Francis Maude MP, the Minister for the Cabinet Office, has agreed in principle to give the cross-party Public Administration Select Committee (PASC) a role in approving the creation of new arm’s length public bodies—better known as “quangos”.
The new role would mean that any government proposals to create new quangos or reorganise existing ones would have to be formally approved by PASC. Francis Maude told MPs at a public evidence session in the House of Commons yesterday that he thought PASC should take on this new function. Details of the new role, which was originally recommended by the Institute for Government in its recent report on arm’s length bodies, are to be worked out between the Government and PASC.

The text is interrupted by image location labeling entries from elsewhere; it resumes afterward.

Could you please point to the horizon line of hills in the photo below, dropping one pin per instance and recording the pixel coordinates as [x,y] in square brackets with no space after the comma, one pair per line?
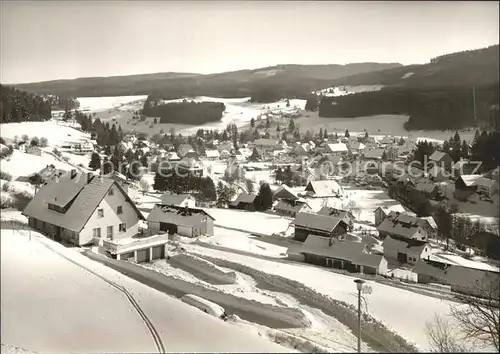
[436,95]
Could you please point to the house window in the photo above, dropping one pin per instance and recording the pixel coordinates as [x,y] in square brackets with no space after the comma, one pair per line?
[110,233]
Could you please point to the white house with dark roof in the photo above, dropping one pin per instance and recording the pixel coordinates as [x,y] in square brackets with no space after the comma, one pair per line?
[441,159]
[338,149]
[347,252]
[180,200]
[183,221]
[82,208]
[463,275]
[382,212]
[307,223]
[291,208]
[212,155]
[403,225]
[405,250]
[344,215]
[323,189]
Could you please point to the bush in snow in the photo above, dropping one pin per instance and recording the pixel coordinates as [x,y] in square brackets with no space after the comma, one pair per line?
[43,142]
[5,151]
[20,199]
[5,187]
[35,141]
[5,176]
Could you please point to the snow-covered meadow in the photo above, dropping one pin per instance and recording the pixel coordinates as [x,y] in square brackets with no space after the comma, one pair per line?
[403,311]
[70,299]
[56,134]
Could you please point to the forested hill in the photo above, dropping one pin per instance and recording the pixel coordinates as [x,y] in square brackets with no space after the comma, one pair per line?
[437,95]
[194,113]
[468,68]
[283,80]
[20,106]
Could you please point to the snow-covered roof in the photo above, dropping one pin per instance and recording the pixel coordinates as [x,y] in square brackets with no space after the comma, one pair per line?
[350,250]
[454,259]
[316,222]
[437,156]
[212,153]
[325,188]
[338,147]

Bernard Jenkin MP, the Chair of PASC, has welcomed the move, saying:
"Quangos are often criticised as being unelected and unaccountable, but this new role gives MPs on the Public Administration Select Committee a chance to keep tabs on the creation of new and reorganised public bodies.

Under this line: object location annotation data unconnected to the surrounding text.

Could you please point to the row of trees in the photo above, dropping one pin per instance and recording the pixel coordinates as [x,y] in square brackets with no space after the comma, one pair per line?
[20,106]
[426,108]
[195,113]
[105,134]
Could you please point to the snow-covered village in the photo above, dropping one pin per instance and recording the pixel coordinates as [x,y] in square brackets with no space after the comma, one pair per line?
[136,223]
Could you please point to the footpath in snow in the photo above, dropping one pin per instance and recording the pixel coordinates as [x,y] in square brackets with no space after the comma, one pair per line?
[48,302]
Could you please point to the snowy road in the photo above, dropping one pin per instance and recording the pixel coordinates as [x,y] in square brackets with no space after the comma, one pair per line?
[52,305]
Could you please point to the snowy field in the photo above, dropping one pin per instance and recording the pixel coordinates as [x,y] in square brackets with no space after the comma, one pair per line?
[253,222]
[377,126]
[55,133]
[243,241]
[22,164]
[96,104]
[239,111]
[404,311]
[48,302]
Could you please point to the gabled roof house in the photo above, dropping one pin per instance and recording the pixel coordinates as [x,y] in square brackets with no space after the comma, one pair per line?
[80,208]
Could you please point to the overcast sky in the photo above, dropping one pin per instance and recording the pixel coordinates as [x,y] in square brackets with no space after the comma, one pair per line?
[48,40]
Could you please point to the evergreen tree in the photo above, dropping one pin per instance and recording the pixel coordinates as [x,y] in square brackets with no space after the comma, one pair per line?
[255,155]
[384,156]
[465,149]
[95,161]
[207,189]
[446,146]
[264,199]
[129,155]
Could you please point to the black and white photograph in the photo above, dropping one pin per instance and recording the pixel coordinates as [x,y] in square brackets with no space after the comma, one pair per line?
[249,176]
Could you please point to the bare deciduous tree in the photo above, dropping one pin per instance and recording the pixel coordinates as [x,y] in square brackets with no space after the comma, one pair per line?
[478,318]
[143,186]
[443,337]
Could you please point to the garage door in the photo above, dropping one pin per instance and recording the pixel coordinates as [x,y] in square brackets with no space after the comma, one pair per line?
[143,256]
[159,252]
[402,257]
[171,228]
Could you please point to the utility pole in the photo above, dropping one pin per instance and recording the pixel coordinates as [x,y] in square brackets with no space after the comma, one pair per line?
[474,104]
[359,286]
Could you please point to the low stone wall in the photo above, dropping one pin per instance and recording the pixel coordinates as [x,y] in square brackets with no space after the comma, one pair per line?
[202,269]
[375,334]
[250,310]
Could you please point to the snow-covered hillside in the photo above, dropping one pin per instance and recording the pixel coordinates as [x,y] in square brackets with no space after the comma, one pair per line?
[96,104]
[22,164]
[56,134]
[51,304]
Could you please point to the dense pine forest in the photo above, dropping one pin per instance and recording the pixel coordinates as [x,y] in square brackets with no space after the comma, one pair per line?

I am delighted that the new Government has taken this step, because it makes the executive more accountable to Parliament—which in turn will improve the way democracy works in the UK."

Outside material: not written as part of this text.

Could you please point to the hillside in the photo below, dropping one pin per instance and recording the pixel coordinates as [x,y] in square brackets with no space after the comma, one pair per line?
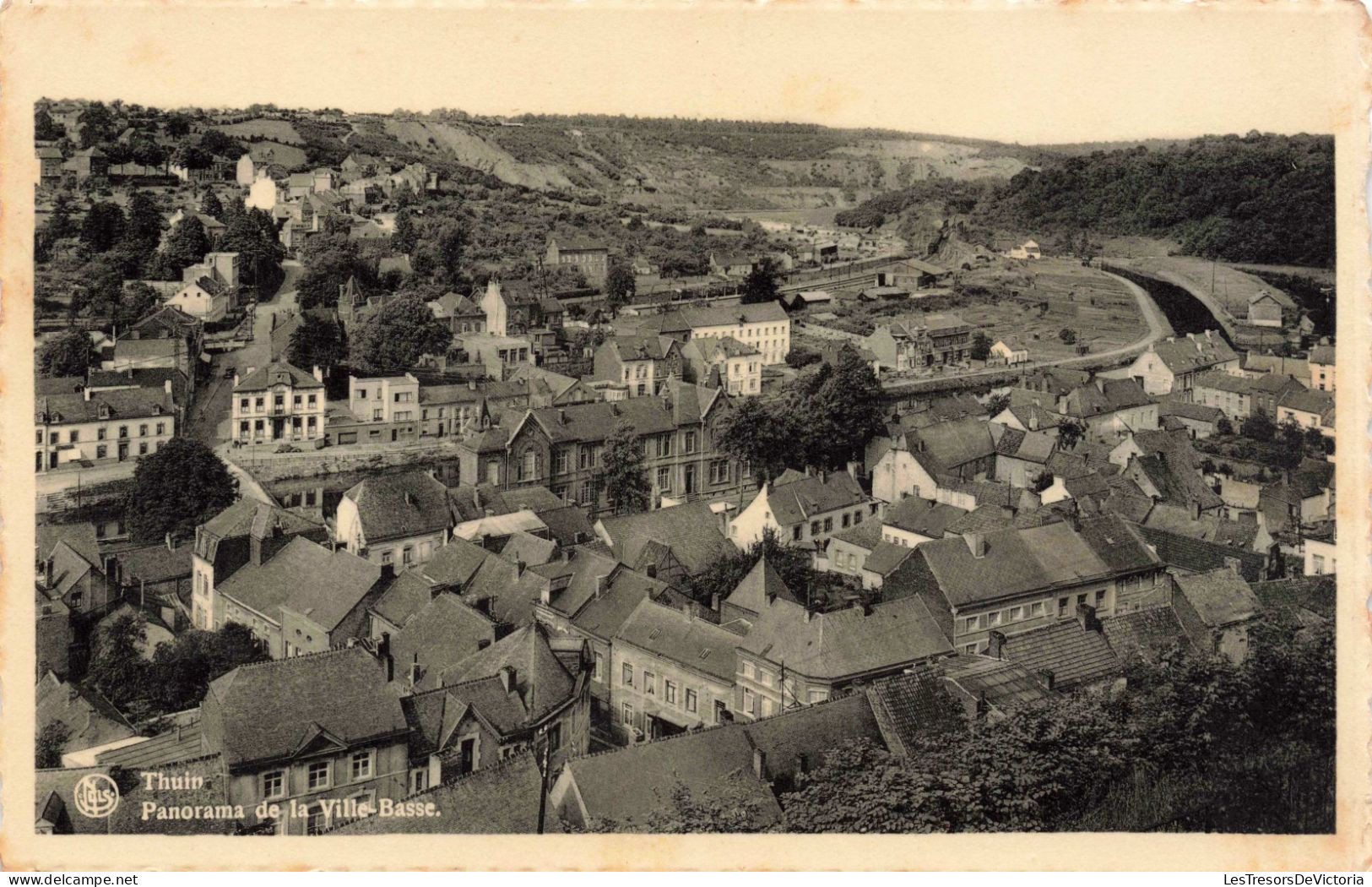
[1257,198]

This is the latest move towards giving Commons Select Committees greater powers and independence. In June Chairs of Select Committees were elected for the first time by a secret ballot of the whole House, following the recommendations of the Wright Committee in the last Parliament. Since then, the Chancellor George Osborne has granted the Treasury Committee the power of appointment over the head of the Office of Budget Responsibility, in order to ensure the post remains independent of government.